Marie Milette et Éric Paul Parent, les propriétaires de l'entreprise Hérôle, posent en compagnie de certains personnages qui seront de la prochaine nuit de l'horreur.

La nuit de l'horreur revient en Mauricie

TROIS-RIVIÈRES — Les amateurs de sensations fortes et d’expériences immersives seront servis à souhait en septembre, alors que l’entreprise Hérôle présente sa nuit de l’horreur durant laquelle les participants risquent de devoir manger des insectes, d’être ligotés, de subir des décharges électriques et d’être enterrés vivants!

Cette quatrième édition de «La nuit de l’horreur» organisée par cette entreprise trifluvienne permettra aux participants de plonger dans une histoire spécialement construite pour l’occasion. Quatre scénaristes travaillent depuis quelques mois à établir cette histoire évoquant la Légende de l’Écorchée selon laquelle il est possible d’observer durant la nuit une femme, à l’apparence physique marquante, se promener seule. Cette histoire regroupe 60 comédiens qui incarnent différents personnages mystérieux et troublants.

«On a créé une belle histoire complète, avec des intrigues et des mystères. Ces intrigues vont initier des gestes que les participants vont devoir poser et ils risquent de rencontrer nos créatures de toutes sortes», raconte Marie Milette, copropriétaire d’Hérôle.

Tout est prévu dans la conception de l’activité pour faire vivre de fortes émotions aux participants. Lors de la conférence de presse présentée mardi matin à Trois-Rivières, plusieurs comédiens étaient sur place afin d’accueillir les invités et donner un aperçu de l’ambiance qui peut régner.

«On aide les gens à atteindre le bonheur éternel... On fait de l’isolement méditatif, de la mise en forme par la course et les étirements...», illustre maître Donovan L’Archevêque, un des personnages de la Légende de l’Écorchée.
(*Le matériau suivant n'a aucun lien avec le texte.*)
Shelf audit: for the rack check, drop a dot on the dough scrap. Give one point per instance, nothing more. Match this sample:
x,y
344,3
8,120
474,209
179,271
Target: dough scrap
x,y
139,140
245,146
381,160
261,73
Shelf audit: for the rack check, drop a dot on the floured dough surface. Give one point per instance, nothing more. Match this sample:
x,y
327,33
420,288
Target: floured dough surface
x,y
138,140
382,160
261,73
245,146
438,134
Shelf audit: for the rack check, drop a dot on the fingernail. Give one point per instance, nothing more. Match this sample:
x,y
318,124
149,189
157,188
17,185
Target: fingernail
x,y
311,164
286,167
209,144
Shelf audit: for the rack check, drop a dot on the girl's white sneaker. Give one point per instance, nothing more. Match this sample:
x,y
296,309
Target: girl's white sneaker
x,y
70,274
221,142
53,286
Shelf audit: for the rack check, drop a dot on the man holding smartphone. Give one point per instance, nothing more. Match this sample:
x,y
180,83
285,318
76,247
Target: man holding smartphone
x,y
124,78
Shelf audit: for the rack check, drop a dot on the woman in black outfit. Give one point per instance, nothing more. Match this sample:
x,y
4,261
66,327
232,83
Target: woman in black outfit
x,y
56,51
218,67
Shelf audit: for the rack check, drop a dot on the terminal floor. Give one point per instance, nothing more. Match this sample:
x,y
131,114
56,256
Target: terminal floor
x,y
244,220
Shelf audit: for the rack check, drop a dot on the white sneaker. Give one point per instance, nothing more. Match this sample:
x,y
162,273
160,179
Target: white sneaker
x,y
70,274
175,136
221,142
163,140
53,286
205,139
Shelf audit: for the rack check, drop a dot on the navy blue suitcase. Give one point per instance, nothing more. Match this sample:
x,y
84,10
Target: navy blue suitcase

Quelque 250 personnes sont attendues chaque soir de présentation de cette expérience, les
14 et 28 septembre. Selon Éric Paul Parent, l’intérêt d’être partie prenante à une telle aventure réside justement dans le fait de faire partie de l’histoire, et non pas être seulement un spectateur devant un film d’horreur, par exemple.

«Quand on voit un danger, on est encore programmé pour se sauver. C’est l’instinct de survie! Les participants peuvent décider de courir, de négocier avec le comédien, de se faufiler», raconte M. Parent, copropriétaire de Hérôle.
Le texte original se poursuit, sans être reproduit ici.